A dispute between Maine Gov. Paul LePage (R) and state legislators over his veto power will have its day in court later this month, with the state Supreme Court announcing it will be hearing oral arguments on the matter.
Responding to Friday’s request from LePage for its opinion, the state Supreme Court opted to fast-track the measure, The Portland Press Herald reported Monday. The court is asking for an initial round of briefs by this Friday, according to an order posted Monday afternoon, and has scheduled oral arguments for July 31.

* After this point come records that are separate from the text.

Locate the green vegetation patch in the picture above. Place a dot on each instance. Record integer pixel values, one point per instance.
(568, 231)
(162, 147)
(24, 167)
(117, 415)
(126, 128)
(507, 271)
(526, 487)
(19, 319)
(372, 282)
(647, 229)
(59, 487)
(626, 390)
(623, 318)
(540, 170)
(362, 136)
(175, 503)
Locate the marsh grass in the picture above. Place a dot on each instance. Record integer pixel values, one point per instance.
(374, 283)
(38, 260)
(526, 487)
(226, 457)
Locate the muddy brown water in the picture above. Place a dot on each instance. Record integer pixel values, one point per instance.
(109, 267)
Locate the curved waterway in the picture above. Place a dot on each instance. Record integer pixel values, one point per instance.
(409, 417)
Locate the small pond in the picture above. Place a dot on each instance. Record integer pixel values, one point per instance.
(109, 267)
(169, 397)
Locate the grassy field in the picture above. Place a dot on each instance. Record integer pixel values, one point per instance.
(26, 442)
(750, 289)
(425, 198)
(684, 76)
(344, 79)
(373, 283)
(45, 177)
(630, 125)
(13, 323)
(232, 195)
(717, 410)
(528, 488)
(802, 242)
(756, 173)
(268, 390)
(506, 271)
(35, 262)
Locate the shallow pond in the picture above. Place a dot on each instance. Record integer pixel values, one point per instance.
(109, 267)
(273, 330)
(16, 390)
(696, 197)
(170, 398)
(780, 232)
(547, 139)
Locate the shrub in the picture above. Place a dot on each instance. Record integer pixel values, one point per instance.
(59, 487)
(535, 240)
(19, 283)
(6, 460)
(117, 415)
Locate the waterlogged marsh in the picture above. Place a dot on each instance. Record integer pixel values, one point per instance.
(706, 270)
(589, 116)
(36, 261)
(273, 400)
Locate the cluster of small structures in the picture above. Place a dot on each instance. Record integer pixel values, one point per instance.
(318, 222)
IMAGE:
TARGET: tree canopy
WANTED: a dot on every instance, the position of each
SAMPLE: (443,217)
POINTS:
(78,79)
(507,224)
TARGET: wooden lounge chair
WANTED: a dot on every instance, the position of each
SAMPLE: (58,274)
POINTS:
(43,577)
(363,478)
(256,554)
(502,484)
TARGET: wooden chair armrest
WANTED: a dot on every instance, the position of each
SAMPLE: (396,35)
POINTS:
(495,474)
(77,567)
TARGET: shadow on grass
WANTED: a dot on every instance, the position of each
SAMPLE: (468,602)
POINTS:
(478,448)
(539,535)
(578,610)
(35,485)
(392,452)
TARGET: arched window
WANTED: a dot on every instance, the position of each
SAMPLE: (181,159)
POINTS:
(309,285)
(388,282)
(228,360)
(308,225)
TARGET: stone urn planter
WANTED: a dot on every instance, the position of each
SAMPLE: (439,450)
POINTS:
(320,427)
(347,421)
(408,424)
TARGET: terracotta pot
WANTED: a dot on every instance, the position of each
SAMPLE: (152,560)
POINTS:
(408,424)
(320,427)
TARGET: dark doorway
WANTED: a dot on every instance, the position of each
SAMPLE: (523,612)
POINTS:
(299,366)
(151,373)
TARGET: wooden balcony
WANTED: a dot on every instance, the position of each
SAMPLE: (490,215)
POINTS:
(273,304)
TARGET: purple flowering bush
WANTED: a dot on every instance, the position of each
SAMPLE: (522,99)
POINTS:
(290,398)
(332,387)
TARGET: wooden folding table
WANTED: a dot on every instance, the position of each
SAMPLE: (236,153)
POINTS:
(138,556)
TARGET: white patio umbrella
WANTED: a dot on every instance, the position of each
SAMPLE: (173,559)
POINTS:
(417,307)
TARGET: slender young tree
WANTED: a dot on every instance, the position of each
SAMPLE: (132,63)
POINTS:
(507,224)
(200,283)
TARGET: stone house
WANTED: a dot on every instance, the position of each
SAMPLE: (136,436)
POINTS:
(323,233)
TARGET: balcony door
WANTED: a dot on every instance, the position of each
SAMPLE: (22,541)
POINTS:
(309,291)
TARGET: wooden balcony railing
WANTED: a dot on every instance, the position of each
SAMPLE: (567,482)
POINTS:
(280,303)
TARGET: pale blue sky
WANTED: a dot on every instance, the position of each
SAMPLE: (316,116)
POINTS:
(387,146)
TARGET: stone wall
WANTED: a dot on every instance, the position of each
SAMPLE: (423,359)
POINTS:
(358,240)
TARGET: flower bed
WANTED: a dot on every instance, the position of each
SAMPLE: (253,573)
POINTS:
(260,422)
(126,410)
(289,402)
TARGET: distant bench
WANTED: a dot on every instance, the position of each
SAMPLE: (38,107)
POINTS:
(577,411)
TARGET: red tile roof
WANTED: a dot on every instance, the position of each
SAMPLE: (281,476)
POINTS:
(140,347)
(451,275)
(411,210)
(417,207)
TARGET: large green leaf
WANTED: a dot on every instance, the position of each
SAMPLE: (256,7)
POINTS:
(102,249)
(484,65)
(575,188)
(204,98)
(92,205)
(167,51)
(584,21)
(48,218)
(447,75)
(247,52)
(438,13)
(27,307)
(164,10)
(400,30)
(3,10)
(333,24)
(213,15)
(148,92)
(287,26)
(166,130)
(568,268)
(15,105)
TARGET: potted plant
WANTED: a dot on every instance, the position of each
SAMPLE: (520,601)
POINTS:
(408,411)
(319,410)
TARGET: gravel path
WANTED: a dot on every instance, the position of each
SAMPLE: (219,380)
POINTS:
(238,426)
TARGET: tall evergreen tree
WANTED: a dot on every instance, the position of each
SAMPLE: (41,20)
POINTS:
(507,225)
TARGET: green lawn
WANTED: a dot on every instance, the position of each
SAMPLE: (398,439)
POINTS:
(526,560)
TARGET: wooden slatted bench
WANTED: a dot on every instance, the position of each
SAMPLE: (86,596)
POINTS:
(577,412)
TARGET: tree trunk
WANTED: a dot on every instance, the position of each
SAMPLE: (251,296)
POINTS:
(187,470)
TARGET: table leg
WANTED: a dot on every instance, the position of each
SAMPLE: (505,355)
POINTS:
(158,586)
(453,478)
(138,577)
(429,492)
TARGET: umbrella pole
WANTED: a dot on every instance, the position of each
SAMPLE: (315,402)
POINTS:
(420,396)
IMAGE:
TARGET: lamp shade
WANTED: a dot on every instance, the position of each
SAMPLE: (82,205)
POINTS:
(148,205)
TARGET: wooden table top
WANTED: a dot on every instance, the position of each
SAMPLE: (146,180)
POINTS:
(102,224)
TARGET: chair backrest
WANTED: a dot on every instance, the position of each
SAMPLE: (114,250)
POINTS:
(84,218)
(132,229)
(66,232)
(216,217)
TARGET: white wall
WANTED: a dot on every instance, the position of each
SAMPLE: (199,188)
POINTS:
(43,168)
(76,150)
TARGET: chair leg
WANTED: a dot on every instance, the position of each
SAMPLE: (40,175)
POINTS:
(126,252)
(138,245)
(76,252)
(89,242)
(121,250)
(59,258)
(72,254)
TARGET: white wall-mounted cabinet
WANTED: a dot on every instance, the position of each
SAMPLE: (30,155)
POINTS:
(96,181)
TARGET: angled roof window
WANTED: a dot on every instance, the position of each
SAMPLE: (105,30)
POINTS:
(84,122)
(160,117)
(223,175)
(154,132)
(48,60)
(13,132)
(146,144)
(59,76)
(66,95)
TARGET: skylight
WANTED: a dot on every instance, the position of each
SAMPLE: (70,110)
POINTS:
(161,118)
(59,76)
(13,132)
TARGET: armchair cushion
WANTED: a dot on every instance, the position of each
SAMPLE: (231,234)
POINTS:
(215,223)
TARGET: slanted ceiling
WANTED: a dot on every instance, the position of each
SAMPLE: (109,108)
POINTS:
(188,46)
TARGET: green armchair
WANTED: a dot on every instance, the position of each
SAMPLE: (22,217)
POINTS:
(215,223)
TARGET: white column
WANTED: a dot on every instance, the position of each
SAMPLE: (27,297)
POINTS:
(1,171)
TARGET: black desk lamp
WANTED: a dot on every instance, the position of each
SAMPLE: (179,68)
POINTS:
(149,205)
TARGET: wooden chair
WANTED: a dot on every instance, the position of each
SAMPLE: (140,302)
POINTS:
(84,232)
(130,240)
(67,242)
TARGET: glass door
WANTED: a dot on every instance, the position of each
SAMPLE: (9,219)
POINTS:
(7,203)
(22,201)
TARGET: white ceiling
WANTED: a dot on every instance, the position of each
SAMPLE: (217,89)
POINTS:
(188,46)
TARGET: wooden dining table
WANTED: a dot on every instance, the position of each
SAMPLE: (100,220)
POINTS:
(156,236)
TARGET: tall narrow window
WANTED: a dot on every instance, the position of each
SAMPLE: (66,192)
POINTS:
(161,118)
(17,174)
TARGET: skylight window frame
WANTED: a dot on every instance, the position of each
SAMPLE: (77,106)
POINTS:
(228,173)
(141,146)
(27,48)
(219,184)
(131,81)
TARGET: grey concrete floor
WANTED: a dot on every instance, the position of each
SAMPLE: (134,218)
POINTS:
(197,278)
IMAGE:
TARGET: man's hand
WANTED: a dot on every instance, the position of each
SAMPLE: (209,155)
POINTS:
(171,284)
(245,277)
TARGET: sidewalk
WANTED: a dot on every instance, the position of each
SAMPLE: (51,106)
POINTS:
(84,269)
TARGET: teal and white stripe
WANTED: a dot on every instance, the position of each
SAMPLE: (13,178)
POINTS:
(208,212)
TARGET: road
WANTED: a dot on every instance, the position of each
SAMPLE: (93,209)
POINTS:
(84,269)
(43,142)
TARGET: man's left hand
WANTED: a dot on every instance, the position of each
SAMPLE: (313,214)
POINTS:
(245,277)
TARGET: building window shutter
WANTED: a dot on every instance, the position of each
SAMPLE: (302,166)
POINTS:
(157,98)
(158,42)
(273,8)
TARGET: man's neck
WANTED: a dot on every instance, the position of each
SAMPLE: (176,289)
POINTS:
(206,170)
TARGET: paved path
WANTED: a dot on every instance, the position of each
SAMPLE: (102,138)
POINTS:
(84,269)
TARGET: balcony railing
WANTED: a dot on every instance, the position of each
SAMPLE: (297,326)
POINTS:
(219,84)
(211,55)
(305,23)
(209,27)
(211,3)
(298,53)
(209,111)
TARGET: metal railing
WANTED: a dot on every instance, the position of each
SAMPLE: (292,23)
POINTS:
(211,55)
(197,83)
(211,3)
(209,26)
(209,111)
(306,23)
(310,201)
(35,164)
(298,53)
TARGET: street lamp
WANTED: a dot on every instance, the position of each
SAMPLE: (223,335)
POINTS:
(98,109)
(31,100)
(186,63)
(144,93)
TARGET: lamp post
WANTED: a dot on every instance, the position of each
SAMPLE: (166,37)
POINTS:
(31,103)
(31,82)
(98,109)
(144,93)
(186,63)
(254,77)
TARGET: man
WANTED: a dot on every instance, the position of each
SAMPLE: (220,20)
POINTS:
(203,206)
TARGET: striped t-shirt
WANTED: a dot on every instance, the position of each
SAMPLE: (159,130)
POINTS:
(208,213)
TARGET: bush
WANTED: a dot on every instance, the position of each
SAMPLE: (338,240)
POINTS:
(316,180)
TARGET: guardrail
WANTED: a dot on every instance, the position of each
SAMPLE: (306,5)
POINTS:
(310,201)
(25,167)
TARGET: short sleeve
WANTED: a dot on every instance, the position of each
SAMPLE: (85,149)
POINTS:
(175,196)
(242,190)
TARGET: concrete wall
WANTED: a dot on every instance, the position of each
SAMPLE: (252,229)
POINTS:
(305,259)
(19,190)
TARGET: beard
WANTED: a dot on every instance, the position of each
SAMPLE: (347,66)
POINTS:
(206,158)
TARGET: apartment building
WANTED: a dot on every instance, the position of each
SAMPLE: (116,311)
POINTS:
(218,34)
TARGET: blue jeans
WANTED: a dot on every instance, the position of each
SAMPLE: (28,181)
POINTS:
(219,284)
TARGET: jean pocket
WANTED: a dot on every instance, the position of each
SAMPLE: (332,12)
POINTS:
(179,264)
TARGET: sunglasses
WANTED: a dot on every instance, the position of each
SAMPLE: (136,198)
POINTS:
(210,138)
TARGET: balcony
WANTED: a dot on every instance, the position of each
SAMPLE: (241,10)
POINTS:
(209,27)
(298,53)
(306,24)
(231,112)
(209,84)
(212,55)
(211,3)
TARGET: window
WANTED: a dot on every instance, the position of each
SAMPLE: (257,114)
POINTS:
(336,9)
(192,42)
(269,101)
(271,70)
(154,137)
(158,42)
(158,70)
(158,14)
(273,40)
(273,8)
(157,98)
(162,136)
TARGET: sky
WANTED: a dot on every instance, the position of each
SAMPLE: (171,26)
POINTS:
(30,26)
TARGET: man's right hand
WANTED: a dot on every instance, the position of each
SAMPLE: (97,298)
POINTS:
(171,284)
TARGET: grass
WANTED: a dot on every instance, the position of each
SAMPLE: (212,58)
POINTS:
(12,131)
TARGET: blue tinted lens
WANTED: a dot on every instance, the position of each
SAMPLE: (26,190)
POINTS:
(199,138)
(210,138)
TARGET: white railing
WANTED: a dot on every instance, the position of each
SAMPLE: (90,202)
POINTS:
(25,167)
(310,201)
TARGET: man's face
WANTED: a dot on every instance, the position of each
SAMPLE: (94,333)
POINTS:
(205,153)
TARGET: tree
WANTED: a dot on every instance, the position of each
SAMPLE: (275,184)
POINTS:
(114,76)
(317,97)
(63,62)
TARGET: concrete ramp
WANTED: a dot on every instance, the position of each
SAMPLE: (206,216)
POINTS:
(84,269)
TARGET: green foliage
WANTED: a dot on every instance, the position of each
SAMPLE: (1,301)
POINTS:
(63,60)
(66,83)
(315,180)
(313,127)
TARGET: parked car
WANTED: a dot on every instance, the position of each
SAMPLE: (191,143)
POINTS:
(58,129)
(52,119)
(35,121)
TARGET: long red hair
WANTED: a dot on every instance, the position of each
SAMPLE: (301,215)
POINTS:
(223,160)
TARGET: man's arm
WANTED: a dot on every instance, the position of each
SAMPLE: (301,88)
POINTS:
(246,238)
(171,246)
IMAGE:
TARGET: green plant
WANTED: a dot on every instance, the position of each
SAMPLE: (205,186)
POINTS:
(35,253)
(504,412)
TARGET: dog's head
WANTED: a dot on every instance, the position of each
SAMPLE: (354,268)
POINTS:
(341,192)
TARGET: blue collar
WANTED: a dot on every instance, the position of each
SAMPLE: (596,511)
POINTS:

The stand-off started earlier this month when LePage failed to act on 19 bills within the 10 days lawmakers said he had to veto them. LePage argued that legislators had taken the type of formal break, known as an adjournment sine die, that allowed him to wait for them to reconvene before returning the vetoed bills for their consideration. Lawmakers say when they had left the state capital in late June, it was an informal recess and since they had plans to return last week, LePage ran out of time. Maine’s Attorney General Janet Mills, a Democrat, agreed with them in an opinion issued at the request of Republican and Democratic lawmakers
LePage, refusing to concede to their interpretation of Maine’s constitution, sat on another 50 or so bills. When lawmakers reconvened last Thursday, he attempted to return the legislation, 65 bills in all, only to be refused by the leaders of the Democratic-controlled House and Republican-controlled Senate who said the bills had become law.